Seth Godin’s book “The Dip” nicely ties up a muddle of ideas surrounding the cult of persistence.
I use the word cult deliberately, because the idea of keeping on without stopping is often used by people who should long ago have given in. Persistence without introspection or review or even some outside criticism is just dumb plugging along. Think donkey walking in circles. Or those religious self-harmers.
The trade-off for persistence is balance. If we persist in an enterprise (with no clear and/or expected results) then something else must suffer. Money, time, relationships and our sanity can all go south when our dream spills outside the limits of reasonableness. Actually, that is the applicable skill we should apply here: that of keeping our persistence in the face of failure within limits.
Because failure is the problem, or at least we think it is. But failure is a kind of road sign to success, but success in a (perhaps slightly) different direction. Ignoring continued failure in the belief that just doing things again and again will eventually turn up the result we seek…well, there are words for that. None of them flattering.

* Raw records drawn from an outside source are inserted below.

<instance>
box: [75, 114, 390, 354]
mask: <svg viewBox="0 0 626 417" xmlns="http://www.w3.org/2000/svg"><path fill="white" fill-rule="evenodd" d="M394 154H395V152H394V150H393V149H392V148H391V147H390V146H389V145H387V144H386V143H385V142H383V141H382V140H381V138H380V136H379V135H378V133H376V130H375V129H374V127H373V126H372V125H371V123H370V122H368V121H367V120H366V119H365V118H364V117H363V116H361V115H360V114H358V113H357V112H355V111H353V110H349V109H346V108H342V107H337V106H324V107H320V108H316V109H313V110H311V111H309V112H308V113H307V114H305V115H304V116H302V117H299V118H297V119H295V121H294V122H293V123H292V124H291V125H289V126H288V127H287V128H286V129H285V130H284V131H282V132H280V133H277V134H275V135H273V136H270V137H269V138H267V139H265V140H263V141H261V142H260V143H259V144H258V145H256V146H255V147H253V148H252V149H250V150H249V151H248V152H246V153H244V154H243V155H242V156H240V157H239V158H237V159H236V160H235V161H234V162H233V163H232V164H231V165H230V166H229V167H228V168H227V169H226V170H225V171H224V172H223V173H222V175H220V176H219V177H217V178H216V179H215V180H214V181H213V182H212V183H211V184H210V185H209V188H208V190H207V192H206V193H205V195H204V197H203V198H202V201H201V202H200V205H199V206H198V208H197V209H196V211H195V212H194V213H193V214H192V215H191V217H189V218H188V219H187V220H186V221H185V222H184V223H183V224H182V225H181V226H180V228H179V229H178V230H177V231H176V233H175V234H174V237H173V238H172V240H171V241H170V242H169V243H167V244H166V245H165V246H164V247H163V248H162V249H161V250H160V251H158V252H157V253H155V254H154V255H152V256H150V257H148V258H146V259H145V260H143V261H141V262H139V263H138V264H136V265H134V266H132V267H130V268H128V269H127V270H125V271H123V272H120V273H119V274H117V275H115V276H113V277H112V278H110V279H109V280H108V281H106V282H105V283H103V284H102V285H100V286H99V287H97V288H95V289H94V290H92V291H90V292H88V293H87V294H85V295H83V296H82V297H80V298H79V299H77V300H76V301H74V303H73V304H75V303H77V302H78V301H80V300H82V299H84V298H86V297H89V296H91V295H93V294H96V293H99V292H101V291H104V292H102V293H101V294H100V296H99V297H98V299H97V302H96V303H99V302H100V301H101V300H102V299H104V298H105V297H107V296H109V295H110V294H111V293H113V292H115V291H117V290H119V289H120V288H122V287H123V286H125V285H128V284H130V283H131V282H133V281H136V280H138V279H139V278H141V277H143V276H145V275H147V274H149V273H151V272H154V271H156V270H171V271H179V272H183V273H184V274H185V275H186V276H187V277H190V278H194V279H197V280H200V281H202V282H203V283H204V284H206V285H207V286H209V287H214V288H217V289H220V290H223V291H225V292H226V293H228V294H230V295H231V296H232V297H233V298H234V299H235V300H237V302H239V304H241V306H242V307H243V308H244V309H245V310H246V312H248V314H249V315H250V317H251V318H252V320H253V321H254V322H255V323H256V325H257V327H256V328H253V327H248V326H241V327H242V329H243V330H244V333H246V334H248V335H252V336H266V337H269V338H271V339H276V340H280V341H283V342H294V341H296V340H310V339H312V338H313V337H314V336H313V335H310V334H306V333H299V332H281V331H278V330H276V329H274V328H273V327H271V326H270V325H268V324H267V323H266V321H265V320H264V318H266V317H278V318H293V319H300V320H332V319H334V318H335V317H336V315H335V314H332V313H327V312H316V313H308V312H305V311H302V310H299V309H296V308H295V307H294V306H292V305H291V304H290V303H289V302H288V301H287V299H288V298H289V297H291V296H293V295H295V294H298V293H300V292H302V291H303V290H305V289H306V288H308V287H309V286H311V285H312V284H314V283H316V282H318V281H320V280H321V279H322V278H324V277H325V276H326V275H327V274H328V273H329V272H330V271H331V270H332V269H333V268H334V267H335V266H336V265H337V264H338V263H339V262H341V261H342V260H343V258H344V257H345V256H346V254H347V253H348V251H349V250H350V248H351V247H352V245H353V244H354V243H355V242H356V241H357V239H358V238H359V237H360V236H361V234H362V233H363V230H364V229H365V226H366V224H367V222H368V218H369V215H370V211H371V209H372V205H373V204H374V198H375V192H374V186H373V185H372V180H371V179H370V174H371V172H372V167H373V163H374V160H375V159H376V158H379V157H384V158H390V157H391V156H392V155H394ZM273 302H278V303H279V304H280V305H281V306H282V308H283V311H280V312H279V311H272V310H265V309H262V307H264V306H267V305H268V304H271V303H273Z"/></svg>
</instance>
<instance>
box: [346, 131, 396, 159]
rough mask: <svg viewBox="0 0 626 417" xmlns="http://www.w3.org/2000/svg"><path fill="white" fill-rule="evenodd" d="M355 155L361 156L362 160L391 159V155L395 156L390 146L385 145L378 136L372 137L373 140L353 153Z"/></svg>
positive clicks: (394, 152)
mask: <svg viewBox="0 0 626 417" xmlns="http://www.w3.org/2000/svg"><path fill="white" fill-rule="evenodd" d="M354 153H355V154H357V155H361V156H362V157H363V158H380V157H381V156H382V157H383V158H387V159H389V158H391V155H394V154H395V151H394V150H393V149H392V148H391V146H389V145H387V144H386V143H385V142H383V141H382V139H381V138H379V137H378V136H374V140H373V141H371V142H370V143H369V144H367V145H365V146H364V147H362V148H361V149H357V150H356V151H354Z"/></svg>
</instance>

Fail. Fail often. Then try something different. Or return with a new set of boundaries. The failure is not in the failing: the failure is in not starting again.
Playing the long game is a tricky proposition, because by definition we are unable to accumulate much experience doing so. If, say, in a lifetime, you have three or four long-term goals requiring your application over years, you might have only one successful example.
Much easier to stick with the short-term stuff, right?
Easier, but probably less satisfying.
The key to a big, bold, life-changing goal is knowing when to quit. Actually, knowing when to quit might be an all-around under-rated skill for lots of life’s turning points. Quitting is about seeing the entirety of a goal, and whether you can have it turn out vaguely in the way you’d imagined. Emphasis there is on the “you”.
Persistence is more about acknowledging the headwinds and hurdles that exist at the moment, and applying your skill and confidence to overcome them. The caveat must be that you have the personal ability and will to get where you want to go.
Both quitting and persistence require constant reassessment. Circumstances change. You change. The value or imperative of your aims can change. Change can be as simple as waking up one day and noting a better use of your time and energy is out there.
And there is also that gut thing. Somewhere deep inside, if you can filter out the noise, is a voice telling you the right answer. Discover a way to hear that clearly, and you’ll always know how to proceed.
A setting straight of the record: Passive Income is rarely passive. You have to work for it. I was thinking of this after yesterday’s post, pondering just how “passive” one is when you’re saving or being entrepreneurial. Not very. So.
My definition of Passive Income is money you receive not directly related to the hourly or daily work you applied to create that income. When you have a paid job, you work hourly, or daily or yearly for your wages or salary. You will receive the money for a specific duty or activity, a narrow range of clearly defined functions. Even if you are a CEO of a company, you are still expected to complete recognized, agreed-upon tasks. If you don’t do them, you’re fired.
Passive Income is about creating the assets that create the money. Those assets might be dividend-paying stocks you own, or you devise an app, or it might be a work of art – music, a book, video – for which people pay you. You’re putting stuff into the better side of your balance sheet in the anticipation that money will find its way to them, and so to you.
Clearly there’s nothing passive about any of this. When you are in the process of writing a book there is no cheque waiting at the end of the month. But you might find a royalty cheque in your mailbox for each of the subsequent thirty years. At that point it’s passive; not when you’re plugging away day after day. It’s income displacement to the future, if you like.
There’s the difference. Passive Income might even mean MORE work than you’d otherwise apply to a job. But you are working towards dependence on your own accumulated assets, not the largesse of an employer.
And the big, underplayed upside is that there is no way you can be fired. Yay.
Here’s a link to an article I think worth reading. It’s about a man of 35 who reached his savings goal…and is underwhelmed.
Mr Saver/Investor achieved a nice round number milestone, in that he has one million dollars worth of liquid assets. According to his story, he did this with restraint and application. Firstly, he reduced his expenses. Next he saved and invested. And the third (and not explicitly stated) leg of that tripod is that he didn’t give up. Call that persistence.
+ restraint, in that he spent on only what he needed, not always what he wanted
+ application, as evidenced by his being in the stock market at a great time
+ persistence because compounding requires time
The one mistake I note is the link he makes between happiness and money. What do you think?